The problem in this novel is the eight-year gap. How to make that interesting? I am tackling that in two ways: 1) Working to make the boy-girl love warm, appealing, strong enough to survive an eight year separation, one filling us with hope; 2) Fill the gap years with mystery, emotional struggle, and doubts (expressed by the trio of eccentric friends).
The middle must be a story unto itself, a tale of a young man’s struggle to believe in a girl who might be far more than she seemed. (The novel is called “Angel Point”.)
You are right to point us to problems inherent in our stories. Stories that fascinate us are not necessarily fascinating to others. We must make them so, every step of the way.
I think the answer to your problem, Benjamin, lies in what you’ve written above. There you’ve also stripped back to the story to its essential elements: ‘boy meets girl, boy loses girl, boy gets girl.’ I get that this is a gross over-simplification of the story, but even in your slightly more detailed description there’s no mention of what happens to the hero in those eight years.
It looks to me like those eight years are not so important to the story. Very little happens because he is not with the girl, and the story is about him and the girl.
To look at this from a story structure point of view, and more specifically from the hero’s journey monomyth structure, it looks like act two only begins after those eight years when he goes to find the girl, that’s when he’s pushed across the ‘threshold’ on his adventure – and he should have a good reason for why he goes now and not after only six years or six months or why not immediately? What pushes him now?
Act two then is the middle of the story as he looks for the girl. The mid-point, it seems to me, is when he finds her. But now he has a new motivation, another drive to take him to the end of the story: he must defeat the quasi-immortal. This takes him to act three where he faces his enemy and makes the ultimate sacrifice.
In monomyth terms then, and it sounds like this story would suit that structure perfectly, those eight years would be covered briefly in act one, after he has met the girl and lost her and more specifically in the ‘refusal of the call’ where the hero debates why he should or should not go on his adventure and his allies either urge him on or hold him back.

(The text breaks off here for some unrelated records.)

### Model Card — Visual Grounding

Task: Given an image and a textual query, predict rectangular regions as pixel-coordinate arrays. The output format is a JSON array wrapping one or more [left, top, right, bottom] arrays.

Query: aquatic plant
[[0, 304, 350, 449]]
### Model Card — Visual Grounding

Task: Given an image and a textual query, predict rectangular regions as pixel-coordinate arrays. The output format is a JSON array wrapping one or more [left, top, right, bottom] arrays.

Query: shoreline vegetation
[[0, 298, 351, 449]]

That could amount to little more than a page or two. A chapter maybe. Or simply a page with ‘Eight years later.’
I think it’s important for you, as the author, to know what happens in those years, but the readers won’t need much more as it doesn’t sound like it directly affects the real heart of the story too much.

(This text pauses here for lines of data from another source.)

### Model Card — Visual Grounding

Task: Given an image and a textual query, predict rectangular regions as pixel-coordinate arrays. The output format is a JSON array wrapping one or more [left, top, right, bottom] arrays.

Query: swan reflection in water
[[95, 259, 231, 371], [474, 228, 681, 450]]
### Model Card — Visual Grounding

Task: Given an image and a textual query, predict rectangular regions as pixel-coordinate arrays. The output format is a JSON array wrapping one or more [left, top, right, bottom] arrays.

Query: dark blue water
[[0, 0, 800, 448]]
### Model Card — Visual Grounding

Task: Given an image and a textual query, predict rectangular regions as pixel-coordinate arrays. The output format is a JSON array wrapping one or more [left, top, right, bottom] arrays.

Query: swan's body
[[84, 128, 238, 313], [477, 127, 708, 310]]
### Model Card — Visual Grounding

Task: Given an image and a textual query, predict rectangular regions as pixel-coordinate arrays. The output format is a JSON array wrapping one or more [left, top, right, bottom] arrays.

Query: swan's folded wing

I hope that helps, Benjamin.
Good luck with it.
Jim
Thanks, Jim, for what is a timely article for me. I’m doing a major revision of my WIP and became aware, thanks to being critiqued at Austin Novel in Progress, that my first 25 pages don’t get into the story I want to tell. I’ve since realized that I fell in love with back story–the more scenes I wrote, the more I wanted to write. (Can you tell that I’m a pantser?) I’m going to let my story rest for about a month and come back to it with new eyes. I’m confident I can write my way out of this mess.